Queensland’s resources sector is making a determined effort to control costs to ensure the industry remains strong. Michael Roche, the Chief Executive of the Queensland Resources Council, told a training sector gathering in Yeppoon yesterday that coal companies were undertaking root and branch cost reviews. Roche said they had started to close unprofitable parts of their operations, economise on their use of contractors, slowed or cancelled work on new projects and slimmed down corporate offices.

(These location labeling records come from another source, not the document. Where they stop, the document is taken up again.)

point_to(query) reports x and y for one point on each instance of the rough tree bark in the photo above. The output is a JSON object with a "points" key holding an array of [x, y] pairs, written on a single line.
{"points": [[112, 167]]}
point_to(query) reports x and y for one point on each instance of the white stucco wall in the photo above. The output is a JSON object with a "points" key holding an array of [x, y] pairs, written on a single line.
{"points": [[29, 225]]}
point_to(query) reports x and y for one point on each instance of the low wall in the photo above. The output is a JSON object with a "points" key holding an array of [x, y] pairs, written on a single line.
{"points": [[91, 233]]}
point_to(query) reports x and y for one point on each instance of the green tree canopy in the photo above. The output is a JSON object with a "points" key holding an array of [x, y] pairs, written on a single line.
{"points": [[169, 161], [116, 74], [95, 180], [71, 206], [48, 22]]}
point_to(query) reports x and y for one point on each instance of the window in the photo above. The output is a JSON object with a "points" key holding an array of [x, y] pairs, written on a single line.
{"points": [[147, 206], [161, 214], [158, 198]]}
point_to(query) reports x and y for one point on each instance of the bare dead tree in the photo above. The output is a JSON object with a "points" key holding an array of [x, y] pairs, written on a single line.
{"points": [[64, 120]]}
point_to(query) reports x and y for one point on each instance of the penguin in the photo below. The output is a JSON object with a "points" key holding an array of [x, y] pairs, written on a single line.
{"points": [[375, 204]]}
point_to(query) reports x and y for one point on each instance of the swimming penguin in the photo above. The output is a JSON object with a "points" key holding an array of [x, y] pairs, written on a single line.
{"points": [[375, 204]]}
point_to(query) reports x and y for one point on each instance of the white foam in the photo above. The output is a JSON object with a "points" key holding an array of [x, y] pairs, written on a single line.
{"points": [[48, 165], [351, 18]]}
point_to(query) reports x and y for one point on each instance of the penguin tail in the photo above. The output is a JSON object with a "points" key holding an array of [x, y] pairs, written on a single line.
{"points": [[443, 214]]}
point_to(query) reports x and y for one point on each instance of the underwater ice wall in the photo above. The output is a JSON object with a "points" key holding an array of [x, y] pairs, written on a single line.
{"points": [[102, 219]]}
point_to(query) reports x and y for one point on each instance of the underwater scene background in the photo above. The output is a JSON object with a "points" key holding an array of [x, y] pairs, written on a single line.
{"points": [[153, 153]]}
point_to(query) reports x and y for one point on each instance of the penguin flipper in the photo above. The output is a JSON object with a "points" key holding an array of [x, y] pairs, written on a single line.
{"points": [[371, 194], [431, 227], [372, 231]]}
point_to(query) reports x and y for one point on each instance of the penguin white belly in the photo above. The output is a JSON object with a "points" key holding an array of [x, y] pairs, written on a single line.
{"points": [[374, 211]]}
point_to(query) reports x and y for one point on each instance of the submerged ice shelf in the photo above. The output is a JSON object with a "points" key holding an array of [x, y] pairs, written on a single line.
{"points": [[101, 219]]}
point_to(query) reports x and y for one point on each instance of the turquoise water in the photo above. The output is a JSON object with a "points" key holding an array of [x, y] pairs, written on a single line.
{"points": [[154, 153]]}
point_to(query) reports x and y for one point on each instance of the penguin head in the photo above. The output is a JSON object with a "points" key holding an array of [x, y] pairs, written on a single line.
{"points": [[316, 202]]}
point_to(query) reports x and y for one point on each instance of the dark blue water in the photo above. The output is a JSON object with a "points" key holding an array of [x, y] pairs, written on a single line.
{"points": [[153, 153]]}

“As pointed out by BHP Billition CEO Marius Kloppers, the industry has had a perfect storm of plummeting prices, rising costs and an Australian dollar that remains stubbornly high” said Roche. “And now, on top of that, we have increased state royalty imposts that, combined with the 30% company income tax rate, will mean Queensland will carry an effective taxation rate of 50% on a typical coking coal operation. This now makes us the equal highest taxing coal jurisdiction globally. However the industry has put a proposal to the Queensland Government to inflation proof the new royalty rates announced in the budget, which ramp up from 7 to 12.5% and then to 15%.”
He continues: “‘We have been able to show that indexing the thresholds will go a long way to limiting the damage to the net present values of new projects caused by the royalty hike. If the government agrees to indexation, it will pull the effective tax rate over the life of a typical coking coal project back to 45% – high but not higher than where we were before the latest royalty increase. Unless the thresholds for those stepped rates are indexed, Queensland’s effective tax rate for coal will keep on rising to be far and away the highest in the world and sadly a survey of QRC members has confirmed that this royalty hike is likely to lead to more job cuts and new projects being put on hold. This is disturbing news given that on our estimates some 4,000 employees and contractors have been let go by coal companies over the past few months.”

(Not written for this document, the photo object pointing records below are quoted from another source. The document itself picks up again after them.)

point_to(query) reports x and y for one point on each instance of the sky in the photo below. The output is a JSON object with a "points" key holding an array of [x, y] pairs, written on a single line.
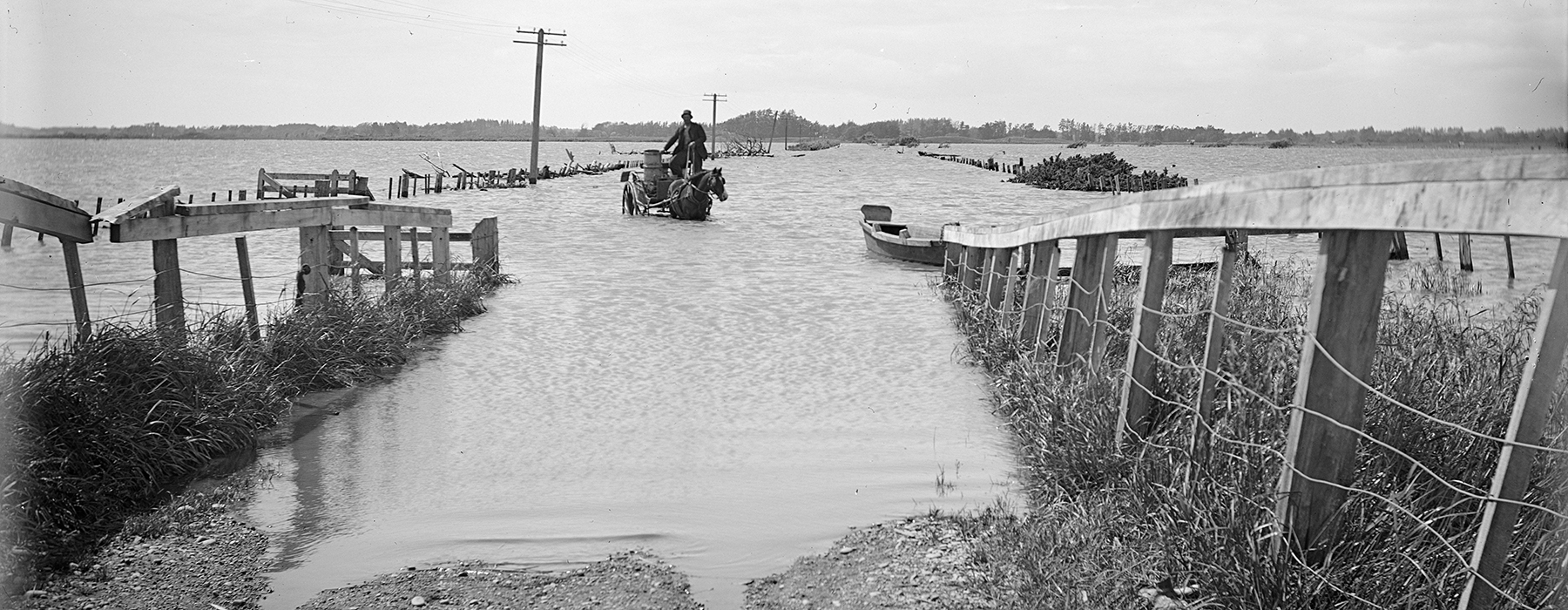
{"points": [[1252, 64]]}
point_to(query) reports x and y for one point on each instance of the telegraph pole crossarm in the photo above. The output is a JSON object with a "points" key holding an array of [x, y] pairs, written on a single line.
{"points": [[538, 80]]}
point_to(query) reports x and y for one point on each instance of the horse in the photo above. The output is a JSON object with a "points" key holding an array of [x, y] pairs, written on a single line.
{"points": [[689, 198]]}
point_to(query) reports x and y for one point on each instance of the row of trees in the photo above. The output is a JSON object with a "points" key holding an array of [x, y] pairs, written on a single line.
{"points": [[778, 123]]}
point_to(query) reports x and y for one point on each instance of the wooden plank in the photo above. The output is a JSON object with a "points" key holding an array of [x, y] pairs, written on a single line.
{"points": [[1015, 264], [1082, 303], [413, 254], [1526, 425], [1132, 416], [952, 254], [400, 207], [139, 204], [392, 254], [27, 192], [1098, 336], [266, 182], [143, 229], [52, 220], [253, 320], [486, 245], [268, 206], [452, 235], [972, 272], [1040, 292], [358, 256], [78, 294], [1342, 317], [1484, 196], [441, 254], [996, 276], [1214, 345], [168, 227], [314, 264]]}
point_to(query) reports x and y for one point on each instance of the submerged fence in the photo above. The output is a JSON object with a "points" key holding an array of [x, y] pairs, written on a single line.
{"points": [[1013, 272], [327, 217]]}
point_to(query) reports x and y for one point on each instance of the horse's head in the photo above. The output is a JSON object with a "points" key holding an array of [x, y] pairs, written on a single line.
{"points": [[713, 180]]}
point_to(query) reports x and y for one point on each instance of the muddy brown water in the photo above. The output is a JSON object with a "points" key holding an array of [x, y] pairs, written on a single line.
{"points": [[728, 394]]}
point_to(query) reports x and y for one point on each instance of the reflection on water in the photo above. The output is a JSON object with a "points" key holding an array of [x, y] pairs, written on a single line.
{"points": [[729, 394]]}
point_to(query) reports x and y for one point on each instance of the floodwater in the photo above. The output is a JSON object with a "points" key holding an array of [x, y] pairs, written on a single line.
{"points": [[728, 394]]}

However, it’s not all doom and gloom. Roche told the Resources RTO Conference that even under a scaled-back growth scenario, beyond the current cyclical downturn, the 10 to 15 year outlook was huge. He said the QRC had welcomed the government’s establishment of the Resources Committee of Cabinet, under the chairmanship of Deputy Premier Seeney, to address the regulatory burdens left by the former Labor government. “Early indications are that the government is genuine in its determination to deliver tangible cost-reducing and productivity-boosting reforms through the new Cabinet Committee” said Roche. He also told the Resources RTO Conference that even if only half the 66 major resource sector projects identified in QRC’s Growth Outlook Study released last November go ahead, this would represent capital expenditure of over A$70 billion.
“This means that we will continue to face shortages of skilled people” said Roche. “Just today a quick look on a major jobs site shows there are currently 2,300 vacancies in our sector in Queensland. We can’t continue along the business as usual model with education and training. One of the first priorities for change recommended by the Queensland Government’s Queensland Skills and Training Taskforce, which I chair, is an overhaul of the TAFE system. We need to put in place innovative measures, and quickly, to ensure that Queenslanders can reap maximum benefit from the coming growth cycle. However, if Queenslanders are to enjoy the full potential of its valuable mineral and energy resources, the government needs think twice about any measure that will result in the sector creeping up the global cost curve.”